14 de maio de 2009

"Os Filmes" #2.1


Os Filmes - E os seus protagonistas.

Quando se fala e se escreve de filmes, um dos aspectos mais consensuais é a apreciação dos seus protagonistas. Pegando como exemplo a atribuição de prémios na àrea do cinema, não raramente se verifica que as categoriais individuais são as de maior previsibilidade. Mas será então a análise da representação assim tão linear?

Um ponto sobre o qual sobejam opiniões distintas é o que questiona 'quanto' do actor deve estar presente na representação.
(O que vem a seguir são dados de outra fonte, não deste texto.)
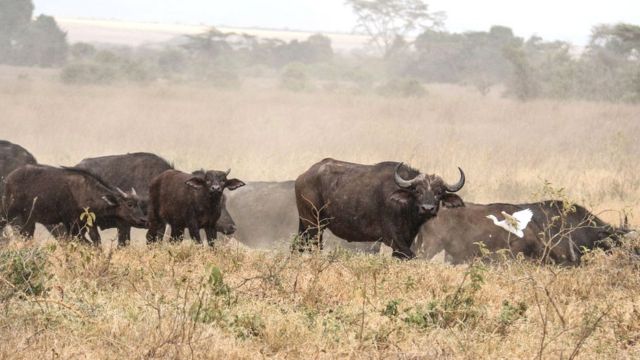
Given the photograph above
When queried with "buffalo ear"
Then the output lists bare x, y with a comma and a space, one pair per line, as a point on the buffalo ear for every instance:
452, 201
111, 200
196, 182
401, 197
233, 184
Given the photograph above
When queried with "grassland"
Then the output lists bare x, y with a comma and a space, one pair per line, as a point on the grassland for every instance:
181, 301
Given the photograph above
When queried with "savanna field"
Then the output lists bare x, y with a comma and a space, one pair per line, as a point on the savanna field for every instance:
65, 300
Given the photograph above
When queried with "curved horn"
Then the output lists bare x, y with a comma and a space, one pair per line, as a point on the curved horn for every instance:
124, 194
457, 186
400, 181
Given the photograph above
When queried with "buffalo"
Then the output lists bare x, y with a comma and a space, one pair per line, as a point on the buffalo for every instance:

Se um bom actor é aquele que nos faz esquecer ele próprio e que inventa uma nova pessoa a cada papel, ou o que transfigura o seu próprio carácter à imagem da personagem, sem no entanto perder o seu âmago, adicionando uma autênticidade que transcende o que estava escrito à partida.
Sobre as mulheres de 'Sonata de Outono' de Ingmar Bergman, João Bénard da Costa perguntava-se onde acabavam a Eva e a Charlotte e começavam a Liv Ullmann e a Ingrid Bergman.
É essa mesma interrogação que faço quando abordo os papéis principais de "The Wrestler" e "Gran Torino".



Walt Kowalsky é um veterano da guerra da Coreia e reformado de uma linha de montagem da Ford. Viúvo, carrega no seu esgar uma solidão crespuscular, à qual se agarra como auto-defesa de um novo mundo que o rodeia sem que ele o compreenda.

A verdade é que em Kowalsky, não vemos só Kowalsky, vemos o Dirty Harry, vemos o imperdoável Bill Munny e até mesmo Blondie. O sobrolho carregado de Walt traz-nos todos estes seres do imaginário Eastwoodiano, que tanto lhe valeram os elogios dos cinéfilos como lhe conferiram uma aura de rudeza, típica de uma figura intratável.
Eastwood, recorrentemente rotulado de ultra-conservador, nacionalista, por alguns mesmo acusado de racismo, sempre desenhou nos seus personagens uma austeridade altiva, e difusas impressões de machista e justiceiro sem lei.
Walt Kowalsky mostra tudo isso, e é com Walt Kowalsky, que Clint Eastwood desmonta todo esse estereótipo. Fá-lo numa apoteose que cativa e depois arrebata. E assim assistimos, compassadamente e num tom profundamente harmónico, a uma descida à essência.
Clint despede-se do espectro visível do cinema com o seu melhor papel, ou, na melhor das definições, com o seu papel definitivo.